He also quotes from Esquire from Charles Pierce, who said, "this is why the argument many liberals are making that the drone program is acceptable, both morally and as a matter of practical politics, because of the faith that you have in the guy who happens to be presiding over it at the moment. So you'll remember that many of these people didn't like George Bush and they railed and railed about wiretaps and now they're suspiciously quiet that we get to a killing program. But he says that if you have so much confidence because you like the guy, the president in charge of this, he says that that's criminally naive, intellectually empty, and as false as blue money to the future.

 

He goes on to say that "the powers we have allowed to leech away from their constitutional points of origin into that office have created in the presidency a foul strain of outlawry. That worse is now seen as the proper order of things. If that is the case," and the author says he believes it is, then the very nature of the presidency of the United States at its core has become a vehicle for permanently unlawful behavior. This is coming from a liberal. Every four years we elect a new criminal because that's become the precise job description. So we have to ask some important questions. I'm not asking any questions about the president's motives. I don't question his motives. I, frankly, don't think he will be killing people in restaurants tonight or in their house tonight. But this is about the rule of law. It isn't so much about him. It isn't so much about John Brennan. It's about having rules so that someday if we do have the misfortune of electing someone you do not trust, electing someone who might kill innocent people or who might kill people that they disagree with politically or they might kill people who they disagree with religiously or might kill people of another ethnic group, we're protected. That's what these protections are about. But they aren't so much about the individuals involved now. But there is a program that's going on around the world that is killing individuals with drones. And it's done in a warlike fashion. And the thing is, is that in war, you don't get due process. So these people around the world don't get Miranda rights and I'm not arguing for that. If you have a gun leveled at an American in Afghanistan, you're going to be killed with no due process. I'm not arguing for that. But I am arguing that it's different if you're in Afghanistan pointing a weapon at us or here pointing a weapon at us. It is different if you're eating dinner or if you're in your home at night. So I think there are clear and distinct differences and there's no excuse for the president not giving us a clear-cut answer.

 

There's a writer by the name of Connor Friedersdorf who writes for The Atlantic and I'll get into that in just a minute. At this time, Mr. President, I'd like to, without yielding the floor, stop for a question from the Senator from Georgia.

SEN. CHAMBLISS: Well, I thank the Senator from Kentucky. And, first of all, let me say I appreciate the Senator's passion.

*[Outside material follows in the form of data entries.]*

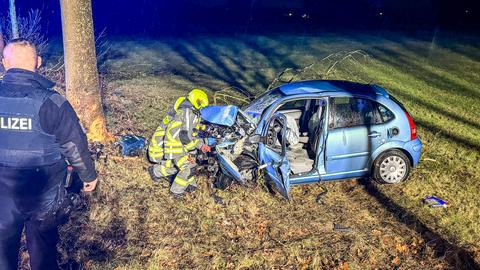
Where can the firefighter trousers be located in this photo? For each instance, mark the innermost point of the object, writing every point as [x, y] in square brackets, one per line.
[183, 170]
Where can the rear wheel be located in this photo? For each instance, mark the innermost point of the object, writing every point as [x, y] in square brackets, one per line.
[391, 167]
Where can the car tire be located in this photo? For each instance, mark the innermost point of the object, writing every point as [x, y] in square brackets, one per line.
[391, 167]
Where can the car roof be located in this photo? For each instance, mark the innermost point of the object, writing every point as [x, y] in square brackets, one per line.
[322, 86]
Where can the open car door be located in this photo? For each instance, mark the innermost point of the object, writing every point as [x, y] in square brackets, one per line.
[272, 152]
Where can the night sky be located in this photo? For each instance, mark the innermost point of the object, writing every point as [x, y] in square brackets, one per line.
[184, 17]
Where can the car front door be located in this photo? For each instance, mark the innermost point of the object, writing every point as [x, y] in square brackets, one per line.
[272, 150]
[352, 135]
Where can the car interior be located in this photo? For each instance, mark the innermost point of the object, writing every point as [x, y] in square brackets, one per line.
[307, 114]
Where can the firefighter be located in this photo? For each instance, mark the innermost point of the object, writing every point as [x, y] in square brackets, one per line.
[174, 144]
[39, 130]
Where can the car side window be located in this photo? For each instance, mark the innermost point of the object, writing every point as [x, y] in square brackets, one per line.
[350, 112]
[385, 114]
[294, 105]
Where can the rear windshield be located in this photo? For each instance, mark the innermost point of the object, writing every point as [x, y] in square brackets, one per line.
[398, 103]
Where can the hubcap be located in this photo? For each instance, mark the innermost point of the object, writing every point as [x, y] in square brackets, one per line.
[393, 169]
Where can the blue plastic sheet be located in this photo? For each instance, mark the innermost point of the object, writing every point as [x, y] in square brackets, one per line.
[132, 145]
[220, 115]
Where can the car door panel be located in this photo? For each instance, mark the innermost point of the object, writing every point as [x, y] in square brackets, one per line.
[349, 148]
[275, 164]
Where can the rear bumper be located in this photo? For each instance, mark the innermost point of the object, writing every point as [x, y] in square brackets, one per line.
[415, 149]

I appreciate the fact that as he knows, he and I have had some discussions about this issue over the last several days and weeks, and I appreciate you bringing this to the forefront as you've done. We've -- we have talked about your question that you submitted to Mr. Brennan for answering and this is not a rocket science question. This is a question that is perfectly reasonable, perfectly rational and a question that ought to be able to be addressed by the Administration in a very quick, simple, direct response. And I have been dumbfounded, as the Senator from Kentucky knows, about the fact that you didn't get a straightforward, simple answer immediately.

 

But the fact of whether or not a drone attack -- and I am one of those who thinks that we need to detain and interrogate folks as opposed to just firing drones at everybody, because we're losing a lot of valuable information from folks that we take shots at versus folks that we're able to detain and interrogate -- but, still, I know the Senator from Kentucky agrees with me that at the end of the day, we need to take out bad guys, guys that seek to do us harm. And your position all along has been that with due process, that ought to happen.

 

My question to the Senator from is to the Senator is, you know, with the administration not giving you a straightforward answer -- and I understand that the attorney general, in response to some questions today in the judiciary committee again was very evasive on the question, in spite of having given you a letter just yesterday on this issue, that there still is not a straightforward, black-or-white -- as it appears to me they could give you -- answer to this question. Am I correct about that?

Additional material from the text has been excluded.